A partial explanation for this observation could be the time degradation of the adhesion between silver oxide layers of the electrodes of type B3 in the electrolyte, which increases the effective impedance of the electrodes in the electrolyte, leading to an increase in its corresponding noise level.

One of the reasons for temporal degradation of the adhesion between silver oxide layers could be the fact that the three layers of deposited silver are not exactly similar to each other: the first silver oxide layer is heated in the furnace three times while the second layer is exposed to heat twice, and the third layer is exposed to heat only once. Therefore, the disparity between different layers would be one of the most probable reasons for adhesion degradation between layers.
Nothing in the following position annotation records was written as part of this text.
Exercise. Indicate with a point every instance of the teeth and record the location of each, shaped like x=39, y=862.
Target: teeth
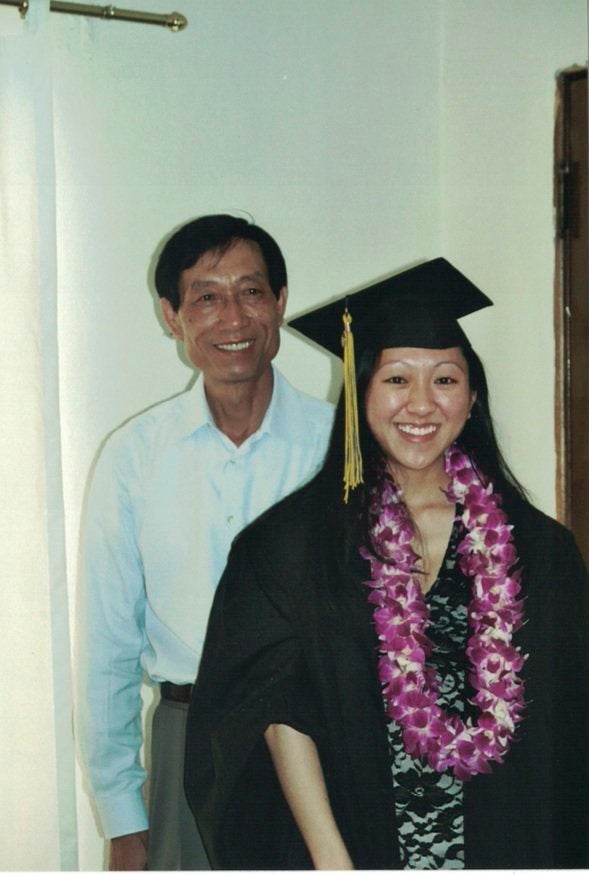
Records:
x=418, y=430
x=235, y=347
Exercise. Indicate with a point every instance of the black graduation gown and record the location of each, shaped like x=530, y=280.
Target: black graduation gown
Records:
x=288, y=643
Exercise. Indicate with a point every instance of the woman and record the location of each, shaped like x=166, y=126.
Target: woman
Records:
x=398, y=680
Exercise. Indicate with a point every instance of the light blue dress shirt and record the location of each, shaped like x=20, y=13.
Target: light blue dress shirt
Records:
x=169, y=494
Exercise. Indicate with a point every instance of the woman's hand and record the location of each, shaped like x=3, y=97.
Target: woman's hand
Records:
x=299, y=771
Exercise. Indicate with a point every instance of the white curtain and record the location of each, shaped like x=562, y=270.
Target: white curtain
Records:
x=37, y=791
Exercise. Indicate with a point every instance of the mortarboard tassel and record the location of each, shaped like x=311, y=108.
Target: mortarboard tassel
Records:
x=353, y=455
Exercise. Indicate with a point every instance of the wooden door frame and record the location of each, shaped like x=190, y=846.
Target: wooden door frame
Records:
x=562, y=293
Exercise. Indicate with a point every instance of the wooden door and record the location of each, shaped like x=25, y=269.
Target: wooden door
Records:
x=572, y=306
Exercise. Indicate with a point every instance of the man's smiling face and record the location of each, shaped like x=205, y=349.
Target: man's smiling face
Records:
x=229, y=318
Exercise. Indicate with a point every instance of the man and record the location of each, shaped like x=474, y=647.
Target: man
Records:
x=171, y=490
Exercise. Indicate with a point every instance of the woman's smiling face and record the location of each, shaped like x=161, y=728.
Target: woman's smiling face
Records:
x=417, y=403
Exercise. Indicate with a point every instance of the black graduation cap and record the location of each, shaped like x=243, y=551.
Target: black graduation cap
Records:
x=418, y=307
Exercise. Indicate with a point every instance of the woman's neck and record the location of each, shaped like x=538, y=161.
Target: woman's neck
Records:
x=421, y=488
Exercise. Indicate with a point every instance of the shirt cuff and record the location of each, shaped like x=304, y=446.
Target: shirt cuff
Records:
x=122, y=814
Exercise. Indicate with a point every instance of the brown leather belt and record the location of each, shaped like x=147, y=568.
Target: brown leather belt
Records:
x=176, y=692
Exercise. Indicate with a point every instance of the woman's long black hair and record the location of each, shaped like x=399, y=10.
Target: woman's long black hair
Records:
x=477, y=440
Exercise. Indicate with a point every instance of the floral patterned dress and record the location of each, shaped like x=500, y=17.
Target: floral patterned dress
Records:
x=428, y=804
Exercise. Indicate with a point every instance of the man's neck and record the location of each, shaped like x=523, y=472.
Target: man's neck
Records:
x=239, y=408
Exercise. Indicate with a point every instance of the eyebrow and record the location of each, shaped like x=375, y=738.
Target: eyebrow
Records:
x=247, y=277
x=437, y=364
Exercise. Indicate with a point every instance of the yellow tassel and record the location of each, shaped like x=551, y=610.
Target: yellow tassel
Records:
x=353, y=455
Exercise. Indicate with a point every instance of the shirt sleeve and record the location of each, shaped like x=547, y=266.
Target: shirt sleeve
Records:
x=253, y=673
x=111, y=610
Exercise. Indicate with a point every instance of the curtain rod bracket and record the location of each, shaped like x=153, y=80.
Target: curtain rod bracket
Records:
x=173, y=21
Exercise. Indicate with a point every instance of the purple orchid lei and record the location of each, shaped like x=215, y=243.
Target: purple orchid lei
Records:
x=401, y=617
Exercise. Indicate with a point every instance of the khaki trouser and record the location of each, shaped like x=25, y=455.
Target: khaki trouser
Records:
x=174, y=840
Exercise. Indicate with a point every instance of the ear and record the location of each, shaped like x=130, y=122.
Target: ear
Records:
x=171, y=319
x=282, y=299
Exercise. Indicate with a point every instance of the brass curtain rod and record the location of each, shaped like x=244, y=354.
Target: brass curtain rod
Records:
x=174, y=21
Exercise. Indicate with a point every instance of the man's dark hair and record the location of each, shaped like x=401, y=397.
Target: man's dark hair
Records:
x=213, y=234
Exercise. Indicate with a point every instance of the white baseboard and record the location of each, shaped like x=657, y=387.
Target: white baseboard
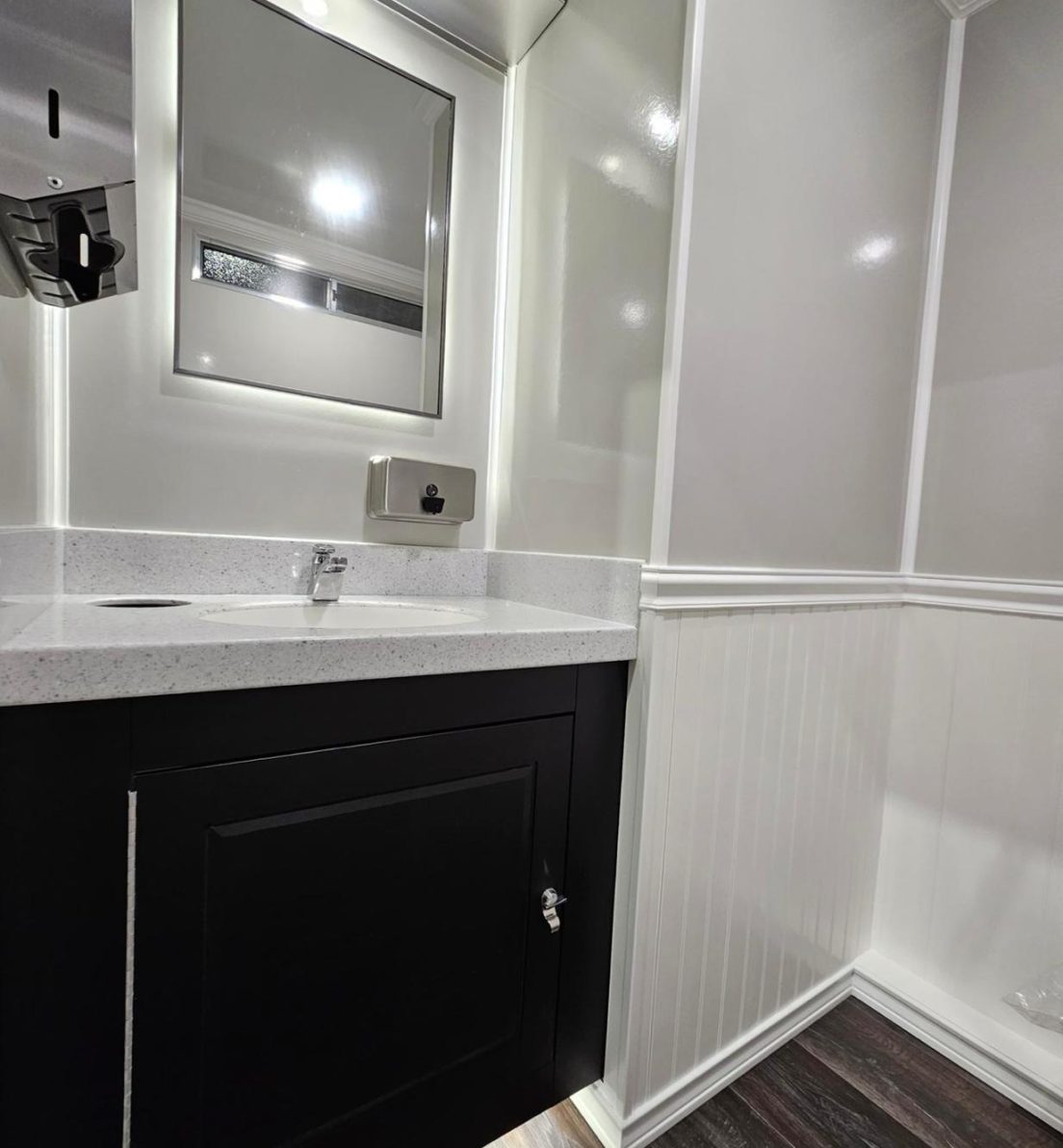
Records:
x=601, y=1110
x=977, y=1044
x=914, y=1004
x=598, y=1107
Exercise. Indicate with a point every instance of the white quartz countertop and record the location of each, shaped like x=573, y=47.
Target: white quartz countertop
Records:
x=65, y=649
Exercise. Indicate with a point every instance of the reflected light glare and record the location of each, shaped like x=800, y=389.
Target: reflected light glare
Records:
x=876, y=250
x=635, y=314
x=663, y=126
x=338, y=197
x=298, y=303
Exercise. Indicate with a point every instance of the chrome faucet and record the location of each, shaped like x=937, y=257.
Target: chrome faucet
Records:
x=326, y=574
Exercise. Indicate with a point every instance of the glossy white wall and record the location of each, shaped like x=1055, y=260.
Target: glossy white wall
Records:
x=971, y=883
x=150, y=449
x=19, y=411
x=995, y=468
x=811, y=196
x=596, y=130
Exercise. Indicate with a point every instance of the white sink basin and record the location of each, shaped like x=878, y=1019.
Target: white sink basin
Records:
x=341, y=615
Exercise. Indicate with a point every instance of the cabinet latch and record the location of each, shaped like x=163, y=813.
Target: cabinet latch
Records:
x=551, y=902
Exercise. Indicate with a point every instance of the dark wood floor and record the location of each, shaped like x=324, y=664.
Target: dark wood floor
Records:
x=852, y=1081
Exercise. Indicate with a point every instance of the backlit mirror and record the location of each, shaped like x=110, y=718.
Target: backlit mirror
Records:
x=312, y=213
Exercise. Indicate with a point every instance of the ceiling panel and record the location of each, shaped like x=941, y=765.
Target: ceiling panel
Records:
x=499, y=31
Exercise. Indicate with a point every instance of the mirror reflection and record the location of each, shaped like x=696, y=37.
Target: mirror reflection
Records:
x=312, y=213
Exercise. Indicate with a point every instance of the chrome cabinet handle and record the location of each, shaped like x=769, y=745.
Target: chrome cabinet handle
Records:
x=551, y=901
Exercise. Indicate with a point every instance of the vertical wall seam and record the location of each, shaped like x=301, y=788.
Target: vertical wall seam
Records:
x=501, y=373
x=682, y=222
x=739, y=766
x=661, y=828
x=53, y=418
x=710, y=897
x=932, y=297
x=687, y=854
x=130, y=932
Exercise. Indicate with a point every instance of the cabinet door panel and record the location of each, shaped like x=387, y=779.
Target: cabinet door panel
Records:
x=302, y=967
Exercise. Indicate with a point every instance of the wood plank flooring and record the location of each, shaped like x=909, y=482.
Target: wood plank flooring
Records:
x=852, y=1081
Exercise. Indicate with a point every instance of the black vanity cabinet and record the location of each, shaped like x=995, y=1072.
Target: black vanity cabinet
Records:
x=341, y=936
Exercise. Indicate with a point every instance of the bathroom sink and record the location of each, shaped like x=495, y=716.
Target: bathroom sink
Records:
x=341, y=615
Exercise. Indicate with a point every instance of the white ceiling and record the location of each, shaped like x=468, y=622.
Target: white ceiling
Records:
x=960, y=8
x=273, y=112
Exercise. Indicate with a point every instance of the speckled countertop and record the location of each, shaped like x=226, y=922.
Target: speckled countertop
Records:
x=64, y=649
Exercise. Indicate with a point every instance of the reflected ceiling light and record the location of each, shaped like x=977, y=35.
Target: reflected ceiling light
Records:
x=338, y=197
x=875, y=251
x=635, y=314
x=663, y=126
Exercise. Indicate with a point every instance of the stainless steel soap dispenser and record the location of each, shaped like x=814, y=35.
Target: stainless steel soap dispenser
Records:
x=67, y=221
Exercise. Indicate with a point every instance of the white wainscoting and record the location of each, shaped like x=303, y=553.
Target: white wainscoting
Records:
x=971, y=886
x=753, y=814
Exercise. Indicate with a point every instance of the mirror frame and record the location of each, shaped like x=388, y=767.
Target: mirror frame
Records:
x=437, y=413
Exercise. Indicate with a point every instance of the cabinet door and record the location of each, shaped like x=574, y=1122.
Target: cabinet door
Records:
x=336, y=947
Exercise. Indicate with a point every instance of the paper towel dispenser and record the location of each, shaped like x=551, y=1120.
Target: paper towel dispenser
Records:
x=497, y=31
x=67, y=222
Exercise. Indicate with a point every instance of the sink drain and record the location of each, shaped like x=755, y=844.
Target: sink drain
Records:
x=141, y=603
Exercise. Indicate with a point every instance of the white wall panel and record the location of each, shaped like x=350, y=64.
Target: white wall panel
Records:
x=590, y=240
x=971, y=888
x=762, y=794
x=995, y=470
x=817, y=148
x=18, y=411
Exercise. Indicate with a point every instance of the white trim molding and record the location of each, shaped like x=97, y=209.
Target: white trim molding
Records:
x=1044, y=599
x=667, y=589
x=959, y=10
x=691, y=587
x=997, y=1056
x=599, y=1108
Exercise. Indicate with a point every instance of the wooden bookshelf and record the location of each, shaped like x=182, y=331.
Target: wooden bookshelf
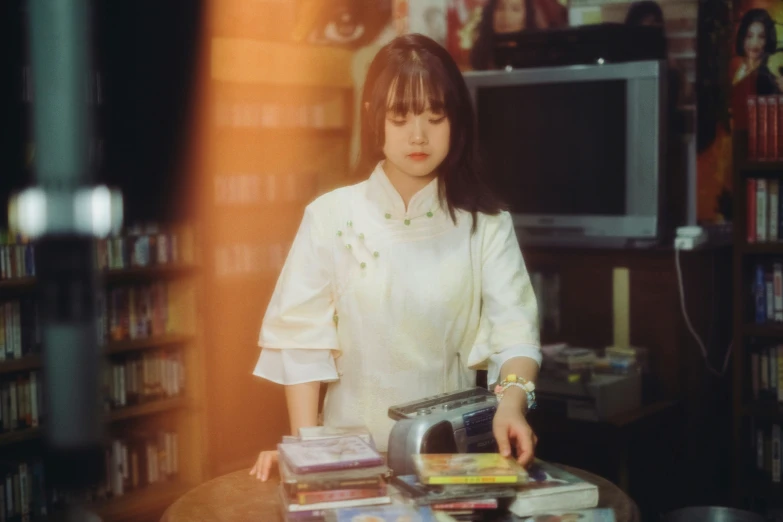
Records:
x=149, y=408
x=137, y=345
x=26, y=363
x=243, y=60
x=13, y=437
x=183, y=414
x=147, y=503
x=269, y=111
x=748, y=488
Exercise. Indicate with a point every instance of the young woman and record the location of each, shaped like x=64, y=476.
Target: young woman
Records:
x=401, y=286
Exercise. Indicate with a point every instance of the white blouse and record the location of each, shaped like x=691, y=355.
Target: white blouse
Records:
x=390, y=304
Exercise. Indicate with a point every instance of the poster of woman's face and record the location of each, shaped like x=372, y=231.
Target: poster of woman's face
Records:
x=512, y=16
x=757, y=65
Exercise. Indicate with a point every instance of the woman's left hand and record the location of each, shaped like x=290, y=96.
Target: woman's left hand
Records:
x=511, y=429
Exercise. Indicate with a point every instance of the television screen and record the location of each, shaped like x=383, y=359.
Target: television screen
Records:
x=556, y=148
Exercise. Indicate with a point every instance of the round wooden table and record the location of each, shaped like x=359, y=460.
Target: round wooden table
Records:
x=238, y=497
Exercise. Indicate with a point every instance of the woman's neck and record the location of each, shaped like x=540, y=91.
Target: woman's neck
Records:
x=405, y=184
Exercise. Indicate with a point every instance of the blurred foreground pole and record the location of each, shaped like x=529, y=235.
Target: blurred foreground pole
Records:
x=63, y=212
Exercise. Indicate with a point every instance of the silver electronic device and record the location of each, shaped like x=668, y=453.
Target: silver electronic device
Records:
x=453, y=422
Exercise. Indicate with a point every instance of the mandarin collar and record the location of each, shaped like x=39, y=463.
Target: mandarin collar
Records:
x=382, y=194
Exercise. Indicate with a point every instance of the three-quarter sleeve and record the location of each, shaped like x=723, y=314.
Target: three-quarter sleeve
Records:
x=300, y=315
x=509, y=312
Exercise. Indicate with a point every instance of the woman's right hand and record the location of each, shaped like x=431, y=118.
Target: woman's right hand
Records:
x=264, y=463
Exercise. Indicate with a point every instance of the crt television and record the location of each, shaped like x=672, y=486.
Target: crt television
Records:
x=576, y=151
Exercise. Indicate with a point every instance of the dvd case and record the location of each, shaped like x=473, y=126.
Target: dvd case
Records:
x=329, y=454
x=468, y=468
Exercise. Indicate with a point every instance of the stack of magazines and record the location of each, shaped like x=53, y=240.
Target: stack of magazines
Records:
x=324, y=473
x=478, y=486
x=466, y=486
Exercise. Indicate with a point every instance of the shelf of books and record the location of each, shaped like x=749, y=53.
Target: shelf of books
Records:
x=758, y=309
x=152, y=376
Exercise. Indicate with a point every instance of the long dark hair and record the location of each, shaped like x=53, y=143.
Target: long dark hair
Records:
x=416, y=71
Another perception from figure 7 is that the noise level at 1 Hz, immediately after insertion, for type B3 is less than the corresponding noise level for B1, which is due to thicker layer of porous silver chloride in B3 compared to B1. This observation is verified by Electrochemical Impedance Spectroscopy (EIS) measurement (Autolab PGSTAT302N) comparing the impedance of electrodes type B1 and B3, conducted immediately after inserting them in electrolyte, which their corresponding results are shown as Bode plots and Nyquist diagrams in figure 8. As shown in figure 8(a), the real part of impedance of electrode type B3 is lower than that of electrode type B1, which is in harmony with the DC offset in noise spectrum density (figure 7, B1 immediately and B3 immediately).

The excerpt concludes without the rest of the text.